In the past year, Hopkins also has done two exchanges that involved three transplants each, an undertaking that requires six operating rooms and 60 medical professionals (see diagram2). In New England, Washington, D.C., and elsewhere, would-be donors unable to give a kidney to a loved one instead have given a kidney to a stranger. The loved one, in turn, is rewarded by being moved up on the waiting list for a dead person’s kidney.

Such swaps occur, though, only when the right combination appears or a flurry of e-mails among transplant centers produces the right mix. A highly organized system alerts transplant centers when a dead person’s kidney is available; there isn’t any system for a man who can’t give to, say, his wife, but wants to advertise his willingness to make a swap. Hopkins transplant surgeon Robert Montgomery figures that 2,000 or more people could get transplants each year if there were a national database of such donors.

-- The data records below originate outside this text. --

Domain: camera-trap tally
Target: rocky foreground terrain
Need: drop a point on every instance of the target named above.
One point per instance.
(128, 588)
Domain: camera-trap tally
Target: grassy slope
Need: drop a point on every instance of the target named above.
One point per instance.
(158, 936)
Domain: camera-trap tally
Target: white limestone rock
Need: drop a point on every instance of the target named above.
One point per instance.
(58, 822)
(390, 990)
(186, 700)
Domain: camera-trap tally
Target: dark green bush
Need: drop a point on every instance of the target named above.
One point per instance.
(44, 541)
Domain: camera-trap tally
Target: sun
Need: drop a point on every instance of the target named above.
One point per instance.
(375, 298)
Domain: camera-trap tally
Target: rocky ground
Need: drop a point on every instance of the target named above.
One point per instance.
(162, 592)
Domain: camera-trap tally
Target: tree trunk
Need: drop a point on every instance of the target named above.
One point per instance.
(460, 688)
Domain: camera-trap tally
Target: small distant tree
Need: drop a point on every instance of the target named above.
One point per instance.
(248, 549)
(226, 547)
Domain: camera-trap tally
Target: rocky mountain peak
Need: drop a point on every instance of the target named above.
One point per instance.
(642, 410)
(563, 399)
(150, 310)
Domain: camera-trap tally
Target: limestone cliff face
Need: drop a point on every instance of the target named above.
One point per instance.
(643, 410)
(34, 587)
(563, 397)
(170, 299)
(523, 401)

Transplants are expensive: Johns Hopkins says the cost is roughly $120,000 when everything is included. Medicare usually foots the bill for patients without private insurance, though it doesn’t pay that much. Buying or selling a kidney in the U.S. is illegal.

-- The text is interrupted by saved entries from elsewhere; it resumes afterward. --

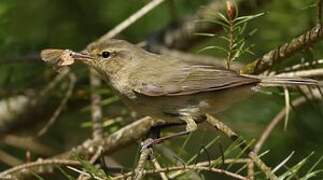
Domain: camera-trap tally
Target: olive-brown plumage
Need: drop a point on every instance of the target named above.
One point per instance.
(170, 88)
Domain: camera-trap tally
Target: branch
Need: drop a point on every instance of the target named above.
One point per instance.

Donors, recipients and relatives involved in three-way kidney transplant at Johns Hopkins Hospital in Baltimore last year

Lawyers and ethicists, after substantial deliberation, decided a few years ago that kidney swaps like those done in Boston and Baltimore are acceptable. And doctors agree on some simple rules: The donor must travel to the hospital where the recipient is; participants may keep identities private if they choose; all operations in a swap begin simultaneously to avoid anyone backing out halfway through the swap.

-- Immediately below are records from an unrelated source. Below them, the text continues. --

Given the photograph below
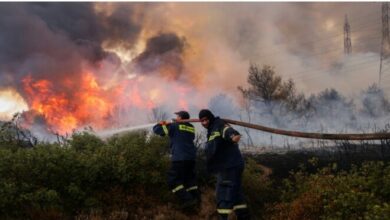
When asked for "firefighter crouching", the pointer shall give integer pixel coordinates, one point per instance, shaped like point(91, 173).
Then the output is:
point(225, 160)
point(181, 175)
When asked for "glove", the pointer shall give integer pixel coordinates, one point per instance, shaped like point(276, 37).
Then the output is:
point(163, 123)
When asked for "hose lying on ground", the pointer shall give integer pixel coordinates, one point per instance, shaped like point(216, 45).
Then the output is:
point(363, 136)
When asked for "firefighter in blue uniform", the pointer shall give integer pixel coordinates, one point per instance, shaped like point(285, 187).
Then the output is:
point(181, 175)
point(225, 160)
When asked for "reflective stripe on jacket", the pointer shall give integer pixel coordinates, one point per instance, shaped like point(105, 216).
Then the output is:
point(181, 136)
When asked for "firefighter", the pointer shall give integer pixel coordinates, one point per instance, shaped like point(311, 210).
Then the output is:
point(181, 175)
point(224, 159)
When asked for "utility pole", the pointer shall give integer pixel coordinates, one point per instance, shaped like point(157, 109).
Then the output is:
point(347, 37)
point(385, 37)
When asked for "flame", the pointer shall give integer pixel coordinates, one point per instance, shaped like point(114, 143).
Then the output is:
point(69, 104)
point(87, 104)
point(10, 103)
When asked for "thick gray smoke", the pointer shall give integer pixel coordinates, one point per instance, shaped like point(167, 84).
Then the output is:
point(164, 51)
point(49, 40)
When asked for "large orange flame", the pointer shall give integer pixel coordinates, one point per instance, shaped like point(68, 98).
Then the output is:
point(72, 104)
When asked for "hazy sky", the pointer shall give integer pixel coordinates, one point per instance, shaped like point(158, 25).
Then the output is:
point(205, 47)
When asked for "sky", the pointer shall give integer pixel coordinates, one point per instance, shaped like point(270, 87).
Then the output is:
point(108, 58)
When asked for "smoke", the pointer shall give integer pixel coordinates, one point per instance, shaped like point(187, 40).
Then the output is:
point(181, 55)
point(162, 52)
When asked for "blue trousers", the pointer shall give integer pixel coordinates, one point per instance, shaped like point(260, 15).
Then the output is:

While the doctors were working all this out, Harvard economist Alvin Roth, a specialist in designing moneyless markets like the one that matches medical residents to teaching hospitals, was pondering the problem. He proposed to a visiting protégé, Utku Ünver of Istanbul’s Koc University, that the two teach a course using kidneys as an example. Thinking about kidney donors and recipients, it turned out, was similar to thinking about the way colleges allocate dorm rooms, a problem Mr. Ünver and colleagues had studied.

The result was an article published in the Quarterly Journal of Economics last month by the two men and a colleague from Koc, Tayfun Sönmez, that describes how to structure a kidney exchange to identify potential swaps among a large pool of people with rules that make it very hard for anyone to cheat.

Cheating is an issue in transplants. In Chicago, for instance, cardiac doctors have been accused by local prosecutors of overstating the severity of patients’ illnesses to move them up on the priority list for hearts. And rules, such as those that depend on how long one has been waiting for an organ, don’t always anticipate human cleverness; rules had to be changed, for instance, when doctors began to put babies on waiting lists for heart transplants before they were born.

The economists’ premise is simple: Don’t expect anyone to do anything that isn’t in his or her self-interest. As long as a computer can identify the one kidney in the pool that best suits a patient, the system is foolproof, the economists say.

Massachusetts General’s Dr. DelMonico admits to some skepticism when the economists approached him last fall. But the collaboration has blossomed over the past few months. Dr. DelMonico handles the intricacies of forging a consensus among the 14 transplant centers in New England and finding money to support a computerized system to implement the economists’ design.

Harvard tissue-typing specialist Susan Saidman, meanwhile, is working to perfect a computer system to simplify the process of checking to be sure potential recipients don’t have antibodies that could cause them to reject an otherwise suitable donor’s kidney.

The most compelling moment so far came when Dr. Saidman gave the economists details on 45 pairs in which the would-be donor was unable to give a kidney to the intended recipient. Even though each of the 45 had a donor willing to spare a kidney, all were stuck waiting for the right person to die. With swaps involving two kidneys, the economists found, eight transplants were possible. If swaps involving three kidneys were possible, then 11 transplants were possible.